Five common pitfalls for new SOX filers (and how to avoid them)

How to avoid: This is the SOX compliance version of the “measure twice, cut once” idiom. Every ounce of effort you put in on the front-end to assess and scrutinize your organizational systems, processes and risks, from top to bottom, will likely save you a pound of trouble down the road. 

• Conduct a thorough, organization-wide risk assessment. 
• Perform a comprehensive financial statement risk assessment to identify your risks of material misstatements to the financial statements and map key control objectives and activities to address those risks. 
• Seek and obtain risk insights from a broad spectrum of stakeholders and ensure all perspectives are given proper consideration. 
• Confirm significant financial reporting elements, relevant assertions and control objectives. 
• Ensure an understanding of transaction flows from initiation, authorization, processing and recording/reporting, and confirm source risks of material misstatements within the transaction flows. 
• Identify significant Information Technology (IT) applications and systems that facilitate the transaction flows (including back-end IT systems that many end users do not interact with) and the relevant controls within those IT applications and systems. 

Quite simply, if you don’t know which risks you face, you can’t establish the proper controls to address and mitigate those risks. 

*For more detailed information about these steps — and a sample timeline — explore our SOX readiness roadmap on pages 4-5 of the brochure linked below. 

How to avoid: A good rule of thumb, when it comes to establishing your organization’s set of internal controls over financial reporting (ICFR), is to pursue quality over quantity (not that you must choose one over the other).
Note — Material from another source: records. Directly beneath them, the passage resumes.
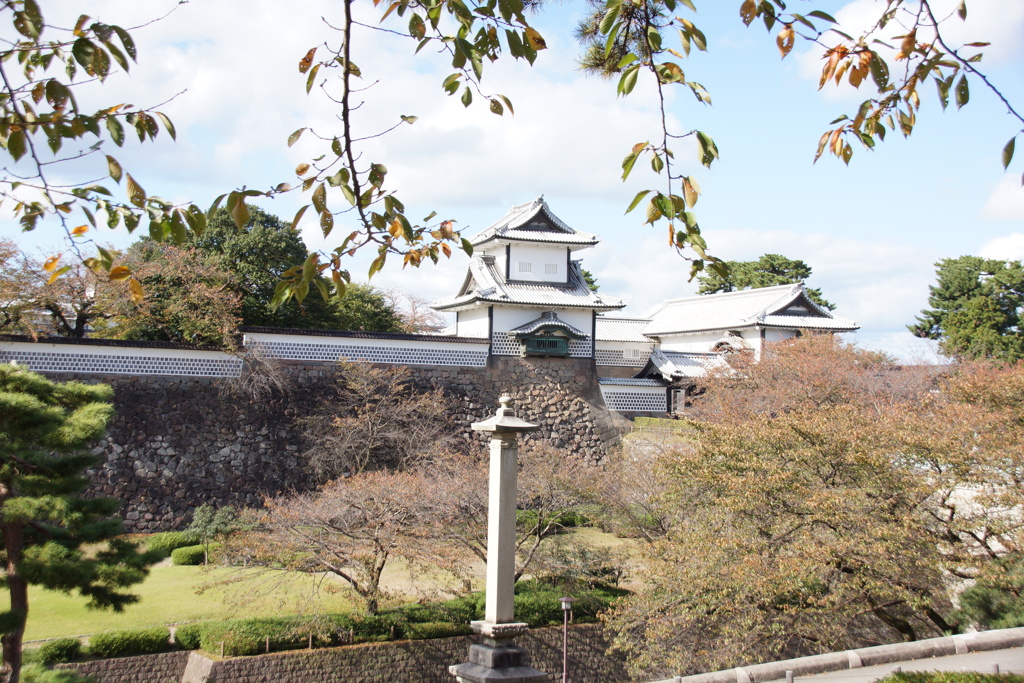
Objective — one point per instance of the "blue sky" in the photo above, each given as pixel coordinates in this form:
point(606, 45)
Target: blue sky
point(871, 230)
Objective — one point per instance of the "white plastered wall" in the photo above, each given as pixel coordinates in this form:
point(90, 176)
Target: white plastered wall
point(509, 317)
point(626, 354)
point(473, 323)
point(541, 259)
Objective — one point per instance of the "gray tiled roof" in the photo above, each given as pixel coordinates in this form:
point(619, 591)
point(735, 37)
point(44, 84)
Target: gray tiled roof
point(678, 365)
point(622, 329)
point(549, 318)
point(534, 221)
point(731, 310)
point(484, 285)
point(630, 381)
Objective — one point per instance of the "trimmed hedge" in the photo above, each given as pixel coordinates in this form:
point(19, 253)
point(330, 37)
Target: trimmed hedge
point(35, 673)
point(126, 643)
point(188, 555)
point(951, 677)
point(187, 636)
point(435, 630)
point(168, 542)
point(59, 651)
point(537, 604)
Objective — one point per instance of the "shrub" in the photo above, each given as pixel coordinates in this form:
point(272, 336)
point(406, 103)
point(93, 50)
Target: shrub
point(36, 673)
point(435, 630)
point(125, 643)
point(537, 602)
point(951, 677)
point(59, 651)
point(187, 636)
point(188, 555)
point(993, 601)
point(171, 541)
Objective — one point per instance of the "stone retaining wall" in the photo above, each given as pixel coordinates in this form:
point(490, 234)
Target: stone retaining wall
point(143, 669)
point(178, 442)
point(411, 662)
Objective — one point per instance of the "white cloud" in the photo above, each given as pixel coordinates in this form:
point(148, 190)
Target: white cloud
point(997, 22)
point(1006, 202)
point(1010, 247)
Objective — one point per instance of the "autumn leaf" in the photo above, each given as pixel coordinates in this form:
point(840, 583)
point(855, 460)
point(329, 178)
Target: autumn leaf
point(908, 44)
point(785, 40)
point(307, 61)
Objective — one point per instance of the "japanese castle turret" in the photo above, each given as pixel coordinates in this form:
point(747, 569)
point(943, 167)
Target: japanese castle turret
point(523, 290)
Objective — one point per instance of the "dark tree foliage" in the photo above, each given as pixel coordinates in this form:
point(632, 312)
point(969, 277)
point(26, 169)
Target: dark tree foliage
point(975, 308)
point(994, 601)
point(45, 520)
point(257, 256)
point(187, 298)
point(769, 270)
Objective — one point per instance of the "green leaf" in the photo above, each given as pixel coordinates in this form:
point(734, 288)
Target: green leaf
point(239, 210)
point(324, 289)
point(708, 148)
point(196, 218)
point(636, 200)
point(609, 18)
point(417, 28)
point(320, 198)
point(311, 78)
point(817, 13)
point(298, 217)
point(880, 72)
point(16, 144)
point(116, 130)
point(963, 92)
point(135, 193)
point(309, 266)
point(178, 230)
point(629, 163)
point(327, 222)
point(346, 190)
point(114, 168)
point(376, 266)
point(629, 80)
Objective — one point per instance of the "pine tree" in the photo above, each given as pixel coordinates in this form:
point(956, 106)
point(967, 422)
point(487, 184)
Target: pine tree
point(45, 520)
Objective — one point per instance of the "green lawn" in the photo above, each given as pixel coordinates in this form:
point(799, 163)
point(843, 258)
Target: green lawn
point(168, 596)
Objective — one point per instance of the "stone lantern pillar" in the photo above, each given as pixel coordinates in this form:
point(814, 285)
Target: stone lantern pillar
point(498, 658)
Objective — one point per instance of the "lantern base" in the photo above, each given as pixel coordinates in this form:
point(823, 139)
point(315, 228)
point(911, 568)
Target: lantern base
point(497, 659)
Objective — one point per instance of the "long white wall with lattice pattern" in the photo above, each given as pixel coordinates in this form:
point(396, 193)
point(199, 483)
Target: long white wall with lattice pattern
point(628, 357)
point(502, 343)
point(393, 351)
point(635, 398)
point(44, 357)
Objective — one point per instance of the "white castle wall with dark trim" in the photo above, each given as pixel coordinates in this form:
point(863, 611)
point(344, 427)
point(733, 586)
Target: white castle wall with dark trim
point(184, 435)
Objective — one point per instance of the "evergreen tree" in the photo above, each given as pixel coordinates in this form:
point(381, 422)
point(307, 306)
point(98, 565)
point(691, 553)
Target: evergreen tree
point(258, 254)
point(975, 308)
point(44, 428)
point(769, 270)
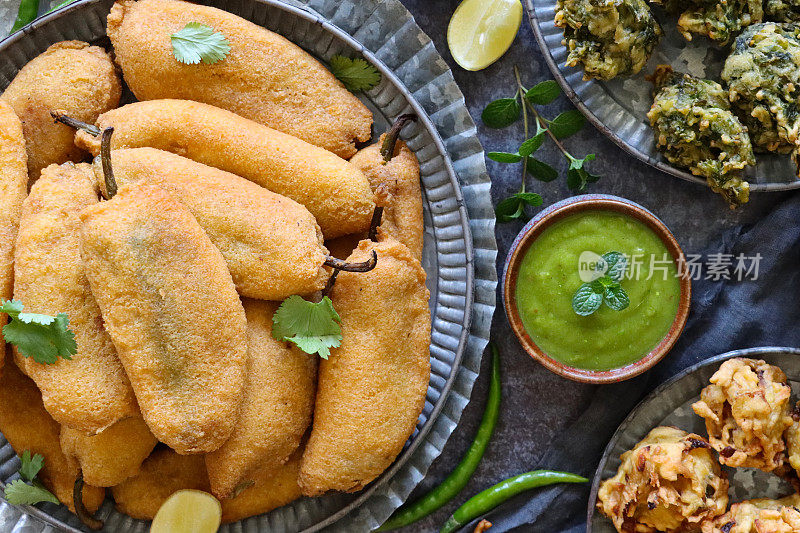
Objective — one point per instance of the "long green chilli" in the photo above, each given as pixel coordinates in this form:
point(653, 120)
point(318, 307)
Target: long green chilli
point(28, 9)
point(458, 479)
point(490, 498)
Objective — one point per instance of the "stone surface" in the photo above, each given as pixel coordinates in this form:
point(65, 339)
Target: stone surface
point(536, 403)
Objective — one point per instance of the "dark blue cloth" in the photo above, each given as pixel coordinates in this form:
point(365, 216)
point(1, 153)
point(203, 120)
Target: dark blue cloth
point(725, 315)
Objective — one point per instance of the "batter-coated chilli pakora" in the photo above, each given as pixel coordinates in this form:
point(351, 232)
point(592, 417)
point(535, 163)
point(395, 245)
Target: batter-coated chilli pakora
point(759, 516)
point(607, 38)
point(746, 410)
point(171, 308)
point(696, 130)
point(670, 481)
point(763, 78)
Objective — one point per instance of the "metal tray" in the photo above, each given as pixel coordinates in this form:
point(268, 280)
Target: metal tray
point(671, 405)
point(617, 107)
point(460, 248)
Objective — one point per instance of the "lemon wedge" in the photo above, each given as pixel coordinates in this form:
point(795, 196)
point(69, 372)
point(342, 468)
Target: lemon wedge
point(188, 511)
point(481, 31)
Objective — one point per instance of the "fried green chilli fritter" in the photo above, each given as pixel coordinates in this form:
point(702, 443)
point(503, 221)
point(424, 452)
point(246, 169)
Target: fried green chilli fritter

But just because you have ample control sets across your organization does not mean those controls are well-designed and well-targeted to mitigate your risks of material misstatements to the financial statements. As you establish an appropriate internal controls framework for your SOX compliance initiatives, and as you begin to assign specific control owners, it is crucial to ensure the controls you are implementing are, in fact, addressing the risks you identified in the previous step by conducting in-depth, end-to-end process walkthroughs and control design workshops to fully understand and define the key activities intended to be executed by the control owner for each key control. 

And lastly, be sure to document your current processes and controls in ample detail to ensure consistency in operation and to minimize atrophy over time. This can be accomplished by utilizing risk and control matrices, process narratives and process flowcharts. When you are complying with SOX requirements, documentation is critical. 

How to avoid: Tying into pitfall #1 above, it is imperative that clear communication and education extends throughout your entire organization — especially to your control owners. Establish training programs for control owners to educate them on the importance of internal controls, the specifics of their roles and responsibilities and the organization-wide expectations to support the internal control environment through the proper execution of internal controls. Explain the criticality of thorough documentation and document retention and include education around change management and version control of key reports. 

Providing continuous education around key trends to incorporate into the internal controls framework and further supporting an ongoing understanding of what could go wrong in each process will help identify risks to the financial statements and promote a robust internal controls environment throughout the organization.  

How to avoid: Assuming your risk assessment, control framework and documentation processes are firmly in place, the worst thing you could do is … nothing. Especially early on, it is best to view your control environment — and its subsequent documentation — as evolving. This is not a “once complete, always complete” effort. Instead, you should constantly utilize your documentation to test, review and evaluate the effectiveness of your control framework to support continuous monitoring and evaluation of your control environment. 

Through constant and ongoing evaluation, you can identify potential new risks or control gaps, design and implement more effective controls, verify the efficacy of your current control framework and more. You can better design, review, approve and implement final solutions for control deficiencies. You can validate that the controls within the established framework are designed and operating as intended. You can identify opportunities for efficiency in your control environment. You can communicate documented progress and key results to control owners, managers, executive leadership, external auditors and beyond.